A new study finds that 75% of California’s Obamacare health plans have narrow physician networks -- more limited choices than all but three other states.
The latest report examines health plans sold to consumers last year under the Affordable Care Act and shows wide variation in the prevalence of narrow networks across the country.
Only Georgia, Florida and Oklahoma had a higher percentage of small provider networks than California did in the insurance company directories analyzed by University of Pennsylvania researchers.
Nationwide, 41% of networks were labeled narrow, meaning they included 25% or less of the physicians in a rating area.
Twelve states had no narrow network plans in their individual market, including Oregon, Connecticut and Missouri. The researchers studied more than 1,000 Silver plans sold in exchanges nationwide.
To hold down premiums under the health law, big insurers such as Anthem Inc. and Blue Shield of California cut the number of doctors and hospitals available to patients.

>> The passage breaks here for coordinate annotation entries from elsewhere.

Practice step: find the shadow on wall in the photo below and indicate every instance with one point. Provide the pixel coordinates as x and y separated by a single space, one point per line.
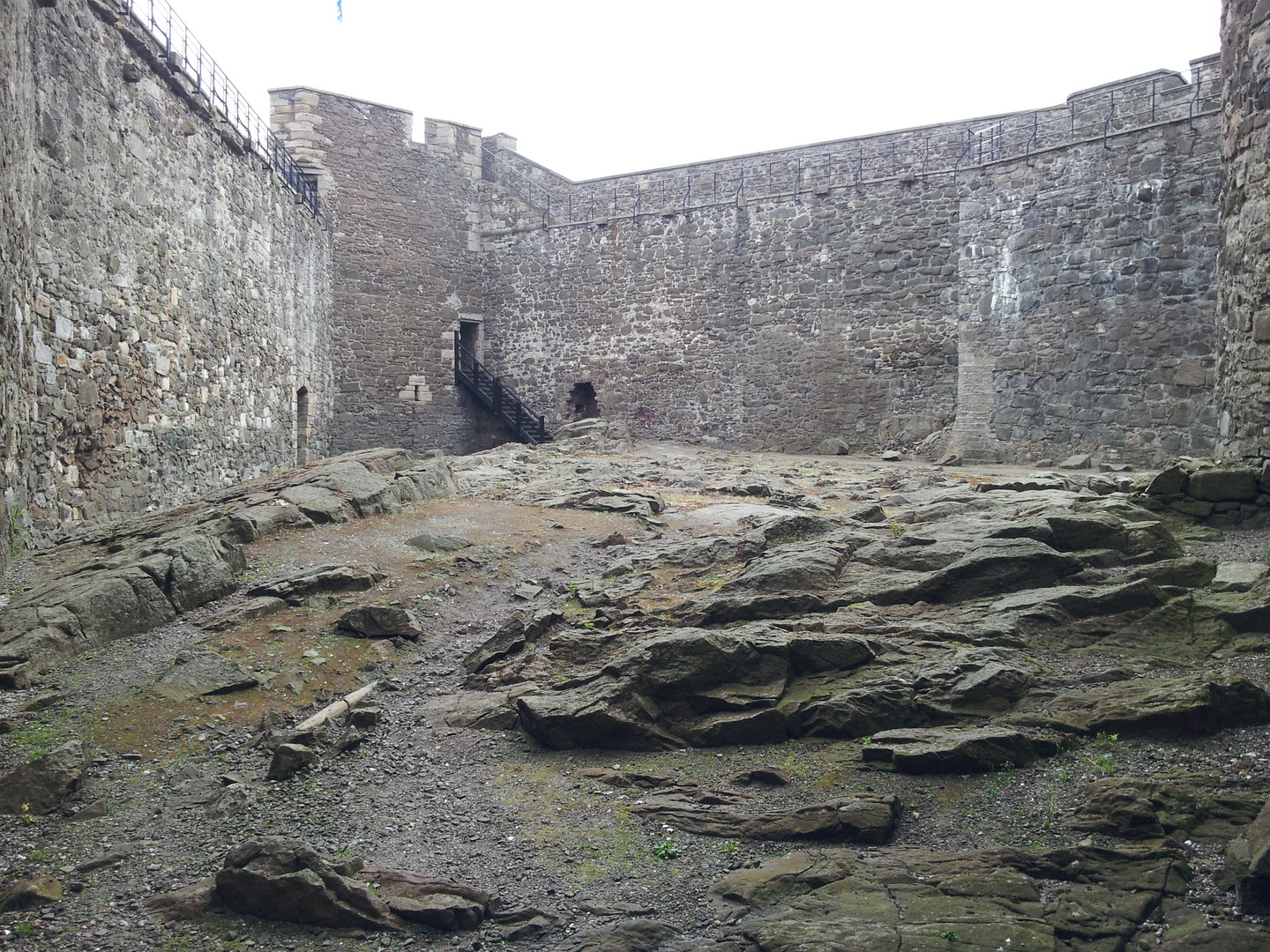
582 401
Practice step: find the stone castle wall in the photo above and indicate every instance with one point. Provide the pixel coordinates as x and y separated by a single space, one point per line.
406 219
1244 265
1027 306
164 297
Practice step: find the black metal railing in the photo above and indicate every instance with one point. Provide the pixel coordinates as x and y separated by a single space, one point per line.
938 153
185 60
498 398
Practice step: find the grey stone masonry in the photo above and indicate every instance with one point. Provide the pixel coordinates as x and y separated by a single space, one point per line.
1036 299
1244 265
164 297
406 219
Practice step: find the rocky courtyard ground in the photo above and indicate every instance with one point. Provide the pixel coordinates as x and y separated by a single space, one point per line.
646 695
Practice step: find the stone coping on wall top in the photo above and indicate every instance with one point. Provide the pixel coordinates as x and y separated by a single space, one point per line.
606 219
280 90
826 144
1142 78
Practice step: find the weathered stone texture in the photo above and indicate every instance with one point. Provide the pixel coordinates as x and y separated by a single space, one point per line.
1034 306
1244 265
163 296
406 219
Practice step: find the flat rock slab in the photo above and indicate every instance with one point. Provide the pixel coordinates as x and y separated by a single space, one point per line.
31 894
441 904
380 622
1192 703
197 673
1195 807
438 542
276 877
952 750
902 899
1238 576
243 612
629 936
319 502
300 585
608 591
866 819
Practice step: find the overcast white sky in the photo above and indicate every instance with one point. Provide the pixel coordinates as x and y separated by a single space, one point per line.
601 88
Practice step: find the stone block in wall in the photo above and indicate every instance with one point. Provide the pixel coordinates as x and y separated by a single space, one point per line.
1261 326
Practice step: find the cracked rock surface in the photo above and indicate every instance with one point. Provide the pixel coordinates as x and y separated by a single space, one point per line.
609 695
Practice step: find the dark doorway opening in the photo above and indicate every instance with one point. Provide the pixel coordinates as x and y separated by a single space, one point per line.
582 401
303 430
469 342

Dan Polsky, executive director of the Leonard Davis Institute of Health Economics at Penn and the lead researcher, said narrow networks can be an effective way to control medical costs.
But he said consumers still don’t have an easy way to tell whether a health plan is narrow or not before enrolling.
Consumers often have the ability to search for specific doctors before picking out a policy. But that information doesn’t tell a consumer how restricted an overall network may be for primary-care doctors or specialists.
Polsky recommends a labeling system akin to T-shirt sizes, going from extra small to extra large. Extra small and small are narrow networks under the researchers’ 25% definition.
“We need a good way to communicate this information to consumers so they can make an informed decision at the point of purchase for a health plan,” Polsky said. “Narrow networks in my opinion aren’t necessarily bad things, but they are being poorly implemented.”
State and federal regulators have been grappling with how to respond to consumer complaints about skinnier networks and inaccurate information in provider directories.
Polsky said it took considerable time and effort to clean up insurance company provider lists before this analysis could be done.
The researchers said better data on exchange networks is essential so regulators can ensure patients have sufficient access to doctors and consumers can determine whether a lower-priced narrow network policy is a good deal.
“Network composition is a major way in which insurance companies can attempt to control costs in the marketplace, and for consumers there is often a tradeoff between access and price,” said Kathy Hempstead, director of health coverage issues at the Robert Wood Johnson Foundation, which published the report Monday.
The health researchers also mapped how narrow networks vary within states with the prevalence far higher, for instance, in several areas of Southern California.
It also differs by plan type. More than 90% of California’s HMO networks for individual coverage were narrow, compared to a third of PPO plans in the state.
Covered California, the state’s insurance marketplace, and its participating health plans have said networks have been expanding since the initial rollout in January 2014 to ensure patients’ needs are met.
In a recent Kaiser Family Foundation survey, 91% of exchange customers said it was easy to get to their usual source of medical care, matching the response among people with other types of private coverage.
But 18% of exchange policyholders surveyed said a medical provider would not accept them as a new patient.